# Galois group of splitting field of $x^3-5$ over $\mathbb F _7$

Honestly, I'm not even sure where to start. I think I understand how to find the Galois group of a field extension with $$\textrm{char}\mathbb F=0$$ but for some reason I'm confused when it comes to finite fields.

1. I want to say that the roots of $$x^3-5$$ are $$\sqrt 5, -\sqrt 5, \sqrt5 \zeta_3$$ and so the splitting field is $$\mathbb F_7 (\sqrt5, \zeta_3)$$ which has degree $$3$$, but I also think that I'm not supposed to think of $$\mathbb F_7$$ as if it's contained in $$\mathbb C$$ but in some other algebraic closed field.
2. Even after I know what the splitting field is, how do I determine what automorphisms are there in the Galois group? Each automorphism sends a root of $$x^3-5$$ to some other root, so that's why I need to find exactly what's the splitting field? Is it enough to determine what are the elements of the Galois group just by showing what are the possibilities of matching between roots of the polynomial?

I know there are similar questions here, but what I'm really looking for is an explanation such that each step is justified with the appropriate theorem/claim it's based on, so I would highly appericiate it if you could explain in each step why what you're saying is true.

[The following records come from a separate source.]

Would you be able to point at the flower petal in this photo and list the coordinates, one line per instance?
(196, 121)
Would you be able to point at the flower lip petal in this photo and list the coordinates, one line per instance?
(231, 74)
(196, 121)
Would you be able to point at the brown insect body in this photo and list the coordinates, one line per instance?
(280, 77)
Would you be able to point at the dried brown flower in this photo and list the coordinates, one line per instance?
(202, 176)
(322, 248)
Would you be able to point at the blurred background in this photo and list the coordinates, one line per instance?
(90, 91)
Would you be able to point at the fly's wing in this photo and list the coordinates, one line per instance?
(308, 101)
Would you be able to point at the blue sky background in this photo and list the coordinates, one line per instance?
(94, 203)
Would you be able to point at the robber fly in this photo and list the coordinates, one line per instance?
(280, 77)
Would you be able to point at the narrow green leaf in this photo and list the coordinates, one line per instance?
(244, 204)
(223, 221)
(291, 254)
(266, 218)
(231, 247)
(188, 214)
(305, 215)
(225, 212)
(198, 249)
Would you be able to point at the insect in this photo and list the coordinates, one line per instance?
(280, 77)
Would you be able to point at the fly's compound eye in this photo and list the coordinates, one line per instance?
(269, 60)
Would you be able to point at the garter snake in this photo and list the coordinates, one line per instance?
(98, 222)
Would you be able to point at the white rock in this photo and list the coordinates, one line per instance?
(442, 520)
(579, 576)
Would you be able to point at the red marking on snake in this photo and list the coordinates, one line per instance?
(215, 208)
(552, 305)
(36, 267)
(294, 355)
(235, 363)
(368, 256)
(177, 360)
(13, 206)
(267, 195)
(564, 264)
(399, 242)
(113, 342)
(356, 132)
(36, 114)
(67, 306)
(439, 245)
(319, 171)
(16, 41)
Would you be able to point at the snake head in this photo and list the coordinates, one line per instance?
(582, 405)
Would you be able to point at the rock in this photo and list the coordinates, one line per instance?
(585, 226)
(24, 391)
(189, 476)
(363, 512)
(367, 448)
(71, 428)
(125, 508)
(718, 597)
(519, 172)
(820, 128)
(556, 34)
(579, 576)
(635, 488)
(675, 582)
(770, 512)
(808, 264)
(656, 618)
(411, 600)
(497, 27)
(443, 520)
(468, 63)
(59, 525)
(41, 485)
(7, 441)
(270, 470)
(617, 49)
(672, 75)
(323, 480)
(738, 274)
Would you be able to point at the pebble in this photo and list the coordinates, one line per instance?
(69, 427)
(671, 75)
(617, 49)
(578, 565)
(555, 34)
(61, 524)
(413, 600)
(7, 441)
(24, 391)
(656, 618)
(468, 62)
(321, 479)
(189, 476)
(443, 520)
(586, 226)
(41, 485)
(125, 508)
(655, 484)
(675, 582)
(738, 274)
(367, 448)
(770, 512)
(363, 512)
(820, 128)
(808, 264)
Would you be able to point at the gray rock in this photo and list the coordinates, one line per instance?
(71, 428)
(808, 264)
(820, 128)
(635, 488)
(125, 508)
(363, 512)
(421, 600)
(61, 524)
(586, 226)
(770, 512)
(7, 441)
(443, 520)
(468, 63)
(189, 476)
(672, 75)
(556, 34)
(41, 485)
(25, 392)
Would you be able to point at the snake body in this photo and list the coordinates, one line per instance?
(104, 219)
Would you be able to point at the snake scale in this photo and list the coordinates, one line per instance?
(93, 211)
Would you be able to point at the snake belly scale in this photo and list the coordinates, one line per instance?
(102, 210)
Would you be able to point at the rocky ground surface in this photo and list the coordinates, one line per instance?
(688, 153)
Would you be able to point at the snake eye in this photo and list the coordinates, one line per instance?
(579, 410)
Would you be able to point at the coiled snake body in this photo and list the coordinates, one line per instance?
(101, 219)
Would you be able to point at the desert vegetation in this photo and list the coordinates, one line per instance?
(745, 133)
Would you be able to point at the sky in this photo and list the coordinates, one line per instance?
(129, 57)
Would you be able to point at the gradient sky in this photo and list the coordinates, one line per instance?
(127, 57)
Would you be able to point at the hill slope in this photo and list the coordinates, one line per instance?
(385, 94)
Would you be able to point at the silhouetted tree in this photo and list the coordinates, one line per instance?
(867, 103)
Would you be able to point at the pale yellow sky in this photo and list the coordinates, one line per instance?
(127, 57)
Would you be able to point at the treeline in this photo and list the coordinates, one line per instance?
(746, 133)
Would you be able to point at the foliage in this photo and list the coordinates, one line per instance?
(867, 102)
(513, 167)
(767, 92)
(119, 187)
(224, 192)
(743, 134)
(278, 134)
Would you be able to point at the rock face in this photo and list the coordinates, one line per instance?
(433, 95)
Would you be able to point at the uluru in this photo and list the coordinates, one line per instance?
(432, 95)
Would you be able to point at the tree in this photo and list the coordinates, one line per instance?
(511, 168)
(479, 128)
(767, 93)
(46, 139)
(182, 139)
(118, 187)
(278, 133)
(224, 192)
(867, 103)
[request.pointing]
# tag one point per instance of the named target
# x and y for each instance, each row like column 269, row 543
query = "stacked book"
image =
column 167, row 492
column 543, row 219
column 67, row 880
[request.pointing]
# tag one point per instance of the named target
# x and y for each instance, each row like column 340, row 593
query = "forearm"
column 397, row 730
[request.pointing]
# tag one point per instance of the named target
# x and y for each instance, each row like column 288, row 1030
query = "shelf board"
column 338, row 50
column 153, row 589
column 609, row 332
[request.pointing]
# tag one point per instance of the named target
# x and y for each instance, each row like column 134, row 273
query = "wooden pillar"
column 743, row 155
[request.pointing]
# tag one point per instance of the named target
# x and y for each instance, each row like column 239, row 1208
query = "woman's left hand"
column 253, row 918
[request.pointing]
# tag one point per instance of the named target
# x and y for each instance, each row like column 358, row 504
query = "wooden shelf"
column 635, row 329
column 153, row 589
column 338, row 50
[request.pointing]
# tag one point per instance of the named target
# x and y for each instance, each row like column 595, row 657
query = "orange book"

• In $\mathbb{F}_5$, $5=0$. Hence you just need the splitting field of $x^3$ over $\mathbb{F}_5$, which is $\mathbb{F}_5$. I advise thinking about reducing a polynomial first, instead of finding the root (ex $5^{1/3}$) and thinking about what happens mod 5. Commented Jun 10 at 13:21
• @KaiWang Oh no! I've copied the question incorrectly, it's supposed to be $\mathbb F_7$. I'll amend it. Commented Jun 10 at 13:26
• In $\Bbb{F}_7$ you have $2^3=4^3=1$, so if $\alpha$ is one root (in some extension field) then $2\alpha$ and $4\alpha$ are the others. RHspqr made the same observation (+1). Commented Jun 10 at 16:38
• Here's a similar question with 3 quite different answers: math.stackexchange.com/q/2127987 . I want to point out that, even if they may be less familiar, the structure of finite extensions of finite fields is much simpler than for fields of characteristic $0$. Given an irreducible polynomial $f$ of degree $n$ over $\mathbb{F}_q$, the field obtained by adjoining one root of $f$ will always be the splitting field of $f$, with Galois group $C_n$, the cyclic group of order $n$, generated by the Frobenius map $x \mapsto x^q$. See here. Commented Jun 10 at 20:58

You can generalize the idea for characteristic $$0$$ fields. However, for $$\mathbb{F}_7$$, you can verify that $$x^3-1$$ splits over $$\mathbb{F}_7$$ already, so the field extension $$\mathbb{F}_7(t)$$ with $$t^3 =5$$ suffices to be the splitting field.